A Norwegian government data portal should concentrate on making available anonymized low level aggregated statistics, data sources that are largely unknown today, Groven recommended. He illustrated the proposition with examples from his own work developing services aimed at giving young people a better basis for making decisions about what to study. A type of data needed for one of the services, salary levels in different occupations, was difficult to get access to at a sufficiently detailed level.
A news journalist’s perspective: TV 2
Journalists often experience that public sector agencies want to control the presentation of data, Gaute Tjemsland of Norwegian TV 2’s news website said in his presentation. When TV 2 wanted the data from national school tests, the ministry responded by sending pdf documents, before finally caving in and releasing the spreadsheets that they had had all along.
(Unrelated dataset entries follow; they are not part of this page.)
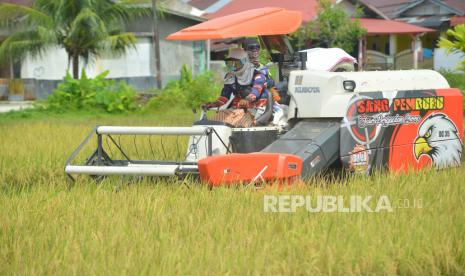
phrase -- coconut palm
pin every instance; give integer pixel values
(84, 28)
(456, 41)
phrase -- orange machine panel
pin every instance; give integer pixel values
(245, 168)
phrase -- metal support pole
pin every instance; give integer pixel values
(156, 42)
(360, 54)
(99, 149)
(208, 54)
(210, 142)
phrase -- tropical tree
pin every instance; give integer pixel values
(84, 28)
(455, 42)
(331, 28)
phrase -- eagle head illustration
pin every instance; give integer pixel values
(438, 138)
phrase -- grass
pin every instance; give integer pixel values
(48, 226)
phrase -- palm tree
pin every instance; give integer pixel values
(84, 28)
(456, 41)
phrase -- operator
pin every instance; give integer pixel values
(247, 84)
(252, 46)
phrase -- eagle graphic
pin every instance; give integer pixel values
(438, 138)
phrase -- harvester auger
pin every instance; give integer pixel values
(399, 120)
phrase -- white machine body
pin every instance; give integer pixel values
(320, 94)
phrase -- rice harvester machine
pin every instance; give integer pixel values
(399, 120)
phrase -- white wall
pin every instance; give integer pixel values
(446, 62)
(54, 63)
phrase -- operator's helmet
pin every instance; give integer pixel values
(236, 59)
(252, 46)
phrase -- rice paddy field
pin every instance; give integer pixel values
(51, 226)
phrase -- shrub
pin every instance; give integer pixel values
(456, 80)
(188, 91)
(96, 93)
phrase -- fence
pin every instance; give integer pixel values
(403, 60)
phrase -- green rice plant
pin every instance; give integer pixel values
(49, 225)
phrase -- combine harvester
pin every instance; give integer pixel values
(398, 120)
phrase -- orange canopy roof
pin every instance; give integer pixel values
(264, 21)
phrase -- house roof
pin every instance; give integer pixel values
(392, 8)
(388, 7)
(264, 21)
(306, 7)
(416, 3)
(382, 26)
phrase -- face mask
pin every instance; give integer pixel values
(233, 64)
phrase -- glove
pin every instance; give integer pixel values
(275, 94)
(211, 105)
(243, 103)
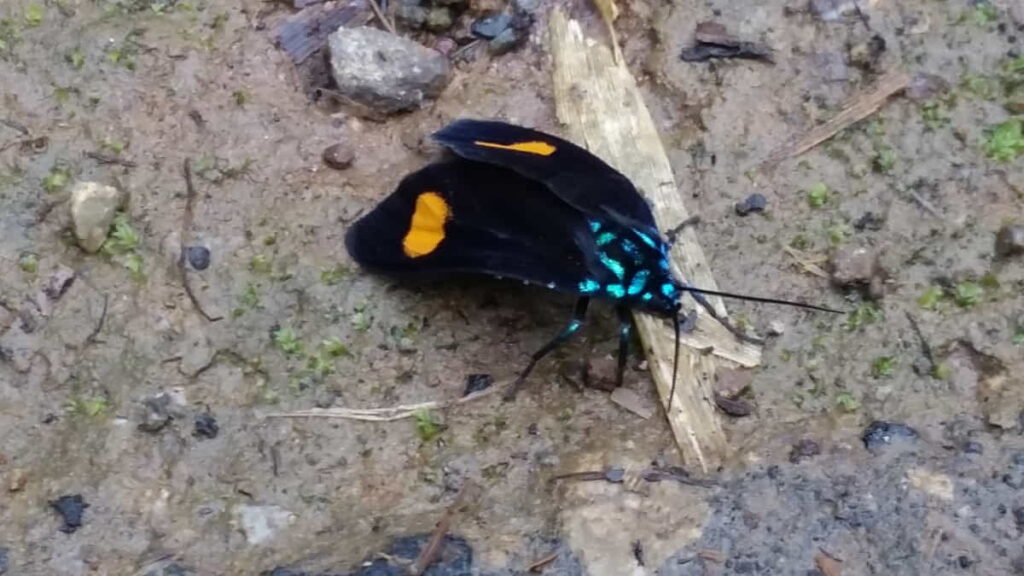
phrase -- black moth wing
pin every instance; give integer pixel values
(572, 173)
(500, 223)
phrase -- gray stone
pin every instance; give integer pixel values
(439, 19)
(261, 524)
(92, 208)
(383, 72)
(1010, 241)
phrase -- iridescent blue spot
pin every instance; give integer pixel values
(638, 282)
(615, 290)
(604, 238)
(646, 239)
(612, 264)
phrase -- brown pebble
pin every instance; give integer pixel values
(1010, 241)
(339, 156)
(17, 480)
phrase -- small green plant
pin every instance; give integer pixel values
(1005, 141)
(56, 179)
(334, 348)
(931, 298)
(334, 276)
(884, 366)
(248, 299)
(123, 237)
(818, 195)
(35, 14)
(427, 425)
(967, 294)
(287, 341)
(866, 313)
(29, 262)
(847, 403)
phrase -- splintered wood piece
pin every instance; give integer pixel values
(598, 101)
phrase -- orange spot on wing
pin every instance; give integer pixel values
(537, 147)
(426, 231)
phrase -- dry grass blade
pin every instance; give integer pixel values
(860, 107)
(808, 262)
(388, 414)
(609, 12)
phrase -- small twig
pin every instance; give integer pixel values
(99, 325)
(387, 414)
(540, 563)
(103, 158)
(861, 107)
(185, 229)
(431, 551)
(805, 260)
(380, 15)
(13, 124)
(926, 348)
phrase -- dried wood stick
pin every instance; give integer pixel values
(598, 101)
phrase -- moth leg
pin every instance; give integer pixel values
(725, 321)
(625, 329)
(579, 316)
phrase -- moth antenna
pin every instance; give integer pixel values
(761, 299)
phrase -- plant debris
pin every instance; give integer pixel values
(712, 41)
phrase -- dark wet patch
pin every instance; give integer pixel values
(72, 509)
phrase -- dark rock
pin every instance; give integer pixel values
(1010, 241)
(206, 426)
(71, 507)
(712, 41)
(753, 203)
(833, 67)
(881, 434)
(387, 74)
(505, 42)
(732, 406)
(973, 447)
(411, 14)
(489, 27)
(865, 55)
(477, 382)
(857, 266)
(199, 257)
(156, 413)
(803, 450)
(339, 156)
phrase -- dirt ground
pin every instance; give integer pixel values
(205, 81)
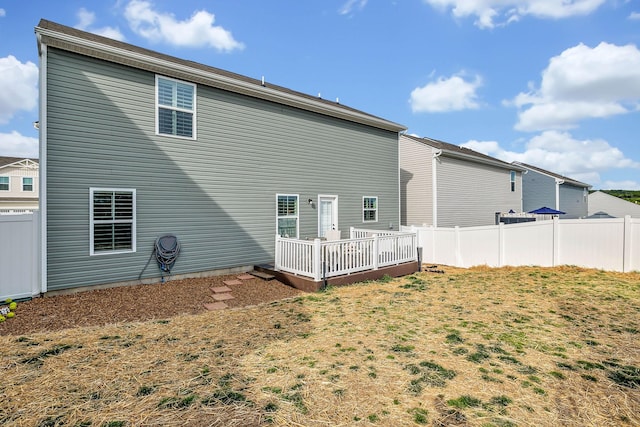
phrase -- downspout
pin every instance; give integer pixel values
(42, 173)
(559, 182)
(434, 183)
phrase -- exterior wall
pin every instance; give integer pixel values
(217, 194)
(614, 206)
(538, 190)
(416, 185)
(573, 201)
(16, 198)
(470, 193)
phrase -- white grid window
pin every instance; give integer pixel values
(27, 184)
(175, 108)
(369, 209)
(113, 221)
(287, 215)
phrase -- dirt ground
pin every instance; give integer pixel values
(137, 303)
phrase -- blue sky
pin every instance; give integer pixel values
(552, 83)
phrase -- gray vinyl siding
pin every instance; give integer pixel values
(216, 193)
(416, 184)
(469, 193)
(538, 190)
(573, 201)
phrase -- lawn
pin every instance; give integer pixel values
(449, 347)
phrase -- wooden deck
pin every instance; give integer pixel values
(310, 285)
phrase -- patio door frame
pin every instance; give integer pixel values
(333, 199)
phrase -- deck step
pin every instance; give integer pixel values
(262, 275)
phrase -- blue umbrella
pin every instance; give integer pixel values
(547, 211)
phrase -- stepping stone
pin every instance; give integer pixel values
(215, 306)
(222, 297)
(264, 276)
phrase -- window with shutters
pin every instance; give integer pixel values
(369, 209)
(113, 221)
(175, 108)
(287, 215)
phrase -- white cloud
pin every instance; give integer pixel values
(446, 94)
(16, 145)
(87, 19)
(197, 31)
(620, 185)
(582, 83)
(350, 5)
(560, 153)
(18, 87)
(507, 11)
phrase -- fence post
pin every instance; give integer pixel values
(457, 252)
(278, 253)
(376, 254)
(626, 253)
(317, 259)
(500, 244)
(556, 242)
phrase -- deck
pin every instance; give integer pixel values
(311, 265)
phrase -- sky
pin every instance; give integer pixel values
(551, 83)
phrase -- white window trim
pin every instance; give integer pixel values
(32, 185)
(297, 216)
(195, 97)
(9, 183)
(375, 210)
(133, 221)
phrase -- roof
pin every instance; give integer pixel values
(10, 161)
(70, 39)
(452, 150)
(553, 175)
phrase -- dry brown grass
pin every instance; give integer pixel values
(477, 347)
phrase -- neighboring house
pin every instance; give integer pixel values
(614, 206)
(445, 185)
(541, 188)
(18, 184)
(137, 144)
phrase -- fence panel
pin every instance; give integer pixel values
(479, 246)
(608, 244)
(528, 243)
(19, 256)
(598, 243)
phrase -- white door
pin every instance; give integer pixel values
(327, 214)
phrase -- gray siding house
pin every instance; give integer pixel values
(541, 188)
(136, 144)
(445, 185)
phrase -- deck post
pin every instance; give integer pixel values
(317, 259)
(376, 254)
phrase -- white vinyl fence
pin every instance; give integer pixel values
(607, 244)
(19, 255)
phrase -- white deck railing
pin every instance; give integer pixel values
(365, 250)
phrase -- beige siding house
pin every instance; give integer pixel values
(445, 185)
(18, 184)
(614, 206)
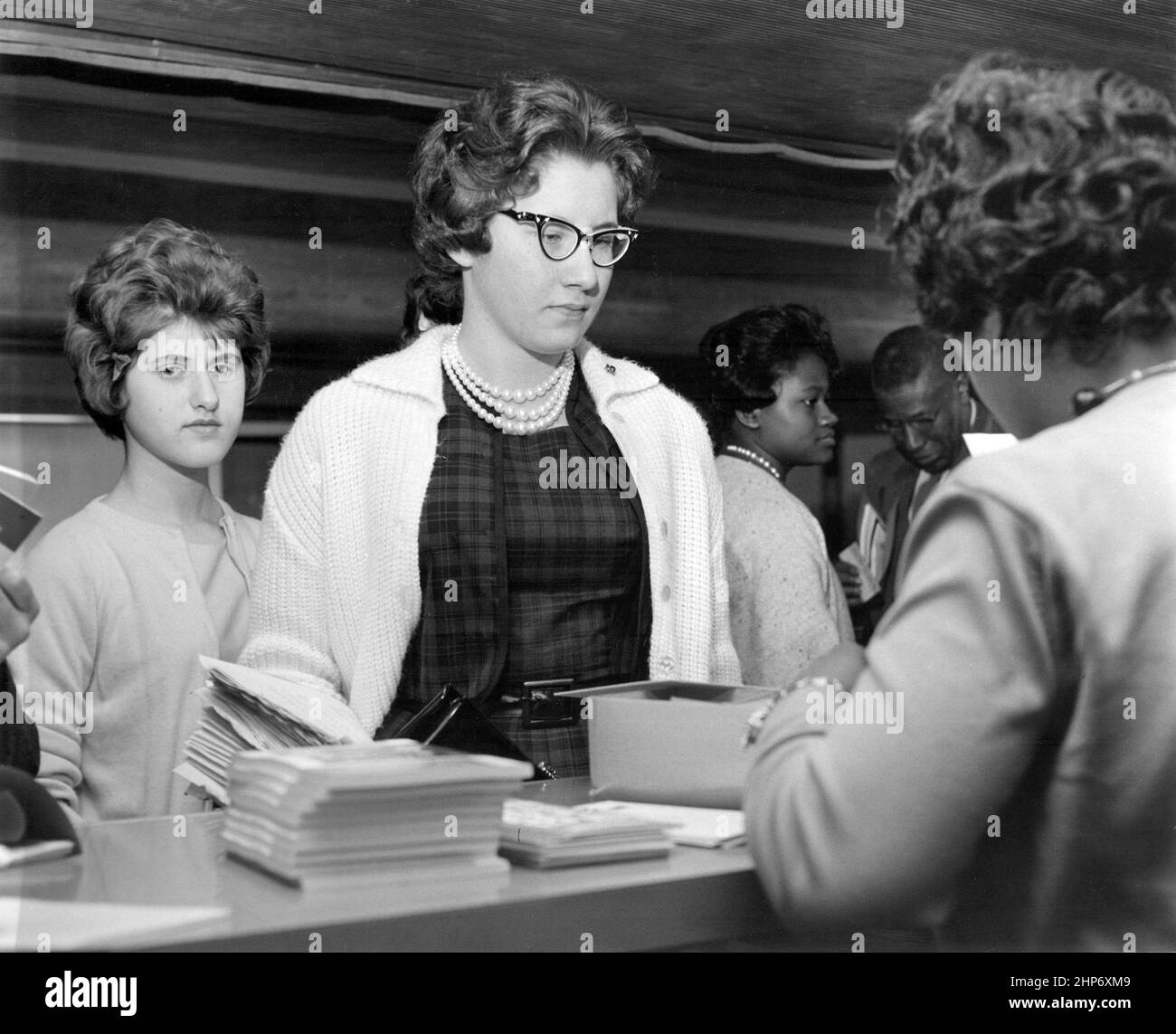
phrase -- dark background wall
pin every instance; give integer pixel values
(298, 120)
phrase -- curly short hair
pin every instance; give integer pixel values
(905, 356)
(741, 359)
(1061, 216)
(144, 280)
(470, 164)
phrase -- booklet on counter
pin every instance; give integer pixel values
(545, 837)
(246, 709)
(693, 827)
(377, 814)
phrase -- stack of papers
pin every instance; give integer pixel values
(246, 709)
(381, 811)
(694, 827)
(548, 837)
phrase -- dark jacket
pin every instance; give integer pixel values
(19, 743)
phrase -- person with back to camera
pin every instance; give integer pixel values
(767, 373)
(167, 337)
(1031, 640)
(418, 528)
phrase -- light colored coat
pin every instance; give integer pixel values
(337, 592)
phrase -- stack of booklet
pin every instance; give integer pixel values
(548, 837)
(384, 811)
(246, 709)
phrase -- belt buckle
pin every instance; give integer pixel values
(542, 709)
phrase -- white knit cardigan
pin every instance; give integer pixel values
(337, 591)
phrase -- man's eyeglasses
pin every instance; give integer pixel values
(920, 423)
(560, 239)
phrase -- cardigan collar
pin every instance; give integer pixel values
(416, 371)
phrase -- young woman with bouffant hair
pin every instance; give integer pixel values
(767, 375)
(1027, 796)
(410, 539)
(167, 337)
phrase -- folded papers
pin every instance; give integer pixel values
(384, 811)
(547, 837)
(693, 827)
(246, 709)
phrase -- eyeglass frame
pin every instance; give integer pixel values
(922, 423)
(540, 222)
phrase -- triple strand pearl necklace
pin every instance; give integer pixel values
(753, 458)
(501, 406)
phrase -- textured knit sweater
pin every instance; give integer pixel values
(124, 620)
(787, 605)
(337, 592)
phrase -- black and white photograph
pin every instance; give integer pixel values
(601, 477)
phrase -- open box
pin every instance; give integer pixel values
(669, 741)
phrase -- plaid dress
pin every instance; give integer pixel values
(529, 570)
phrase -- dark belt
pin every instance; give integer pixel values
(539, 705)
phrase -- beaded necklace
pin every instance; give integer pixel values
(502, 407)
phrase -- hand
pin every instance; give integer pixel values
(843, 662)
(18, 608)
(850, 583)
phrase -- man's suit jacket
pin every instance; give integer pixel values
(889, 486)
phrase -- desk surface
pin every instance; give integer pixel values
(695, 896)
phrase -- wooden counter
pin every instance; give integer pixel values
(695, 896)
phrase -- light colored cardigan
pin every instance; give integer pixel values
(787, 606)
(122, 619)
(337, 592)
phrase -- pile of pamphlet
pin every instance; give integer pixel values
(545, 837)
(386, 811)
(246, 709)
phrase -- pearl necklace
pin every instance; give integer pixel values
(482, 396)
(753, 458)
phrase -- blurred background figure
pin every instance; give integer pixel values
(767, 375)
(925, 410)
(1006, 753)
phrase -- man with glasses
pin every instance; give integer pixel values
(925, 410)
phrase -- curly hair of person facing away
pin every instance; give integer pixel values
(1046, 194)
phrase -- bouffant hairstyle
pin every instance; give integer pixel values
(741, 359)
(1047, 194)
(905, 356)
(488, 152)
(144, 280)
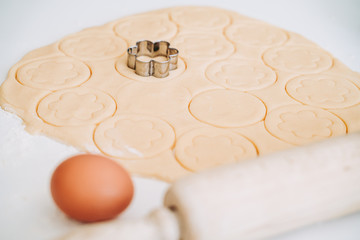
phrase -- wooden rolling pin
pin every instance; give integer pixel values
(254, 199)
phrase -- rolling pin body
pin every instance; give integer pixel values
(271, 194)
(254, 199)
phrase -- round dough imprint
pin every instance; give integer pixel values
(227, 108)
(75, 107)
(93, 46)
(209, 147)
(203, 46)
(324, 91)
(298, 124)
(200, 18)
(134, 136)
(53, 73)
(256, 34)
(299, 59)
(150, 27)
(241, 74)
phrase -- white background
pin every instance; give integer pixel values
(26, 161)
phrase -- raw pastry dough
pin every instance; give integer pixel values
(242, 88)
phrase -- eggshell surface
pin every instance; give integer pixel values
(91, 188)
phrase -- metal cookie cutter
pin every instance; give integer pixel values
(152, 67)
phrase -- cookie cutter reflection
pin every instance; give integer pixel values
(146, 68)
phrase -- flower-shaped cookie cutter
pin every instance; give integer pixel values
(152, 67)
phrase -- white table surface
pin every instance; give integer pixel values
(26, 161)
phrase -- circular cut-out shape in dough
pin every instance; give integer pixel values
(124, 70)
(299, 59)
(241, 74)
(327, 91)
(227, 108)
(134, 136)
(149, 27)
(256, 34)
(93, 46)
(200, 17)
(53, 73)
(299, 124)
(76, 107)
(157, 99)
(205, 46)
(209, 147)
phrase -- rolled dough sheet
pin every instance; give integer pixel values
(242, 88)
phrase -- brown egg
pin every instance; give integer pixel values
(91, 188)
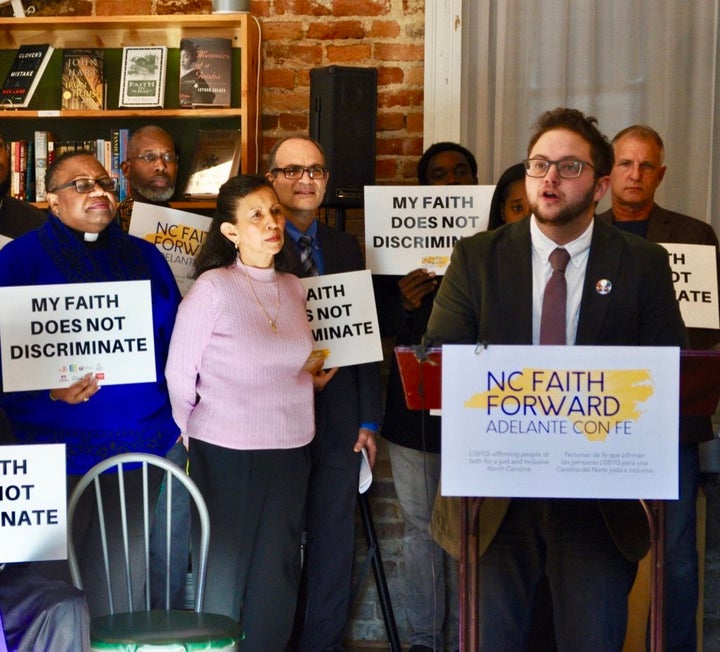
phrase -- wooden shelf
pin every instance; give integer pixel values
(112, 33)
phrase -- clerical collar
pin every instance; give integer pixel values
(91, 240)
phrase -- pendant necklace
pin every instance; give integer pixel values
(271, 321)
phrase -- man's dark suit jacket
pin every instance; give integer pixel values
(668, 226)
(486, 296)
(354, 395)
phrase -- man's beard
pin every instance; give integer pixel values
(155, 196)
(570, 212)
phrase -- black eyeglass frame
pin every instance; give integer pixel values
(295, 172)
(574, 161)
(151, 157)
(108, 184)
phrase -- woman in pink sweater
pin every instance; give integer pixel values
(241, 390)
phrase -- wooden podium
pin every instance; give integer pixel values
(420, 371)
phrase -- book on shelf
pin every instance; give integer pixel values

The reason was explicitly that they didn’t want the media to produce school rankings — i.e. present the data in their own way.
For journalists, the ideal situation is to get structured data, as detailed as possible, and as fast as possible, Tjemsland commented. He had encountered three main obstacles. Public sector agencies want to retain control over information; they are afraid of losing revenue; or in many cases they are not aware that their data can be valuable to others. The last obstacle is probably the most important, Tjemsland said.
The TV 2 editor proposed benchmarking the openness of government institutions. By defining variables to measure transparency, more pressure can be applied to have government data released. The media need to do their part by demanding information and should take a leading role in the debate about open data.
The need for a data.gov.no
In my own presentation, I emphasized four main findings from the project at the Infomedia department — based on a survey among state agencies, an evaluation of state agency websites and interviews with civil servants at the local and regional level.
We found that there is a scarcity of information about what data sources that actually exist. Very few agencies provide substantial information about their own datasets. Second, a central datastore, a data.gov, doesn’t exist; therefore we created a simple «store» of our own using a Google spreadsheet. With the help of a small community around 130 data sources have been registered there so far. Third, our survey and interviews convinced us of the great potential that exists in making more data available. Among other results, six out of ten agencies said they plan to make more data available during the next year. Finally, I highlighted how knowledge of open data issues vary widely across sectors and agencies. This probably reflects the low profile that the topic still has politically and in the public sphere.
In our project report we make ten proposals for making more data available in Norway. In the presentation I emphasized four of them: Create datastores at the state, regional and local levels; define principles and guidelines; give special attention to privacy issues; and define and fund pilot projects to kick-start the process.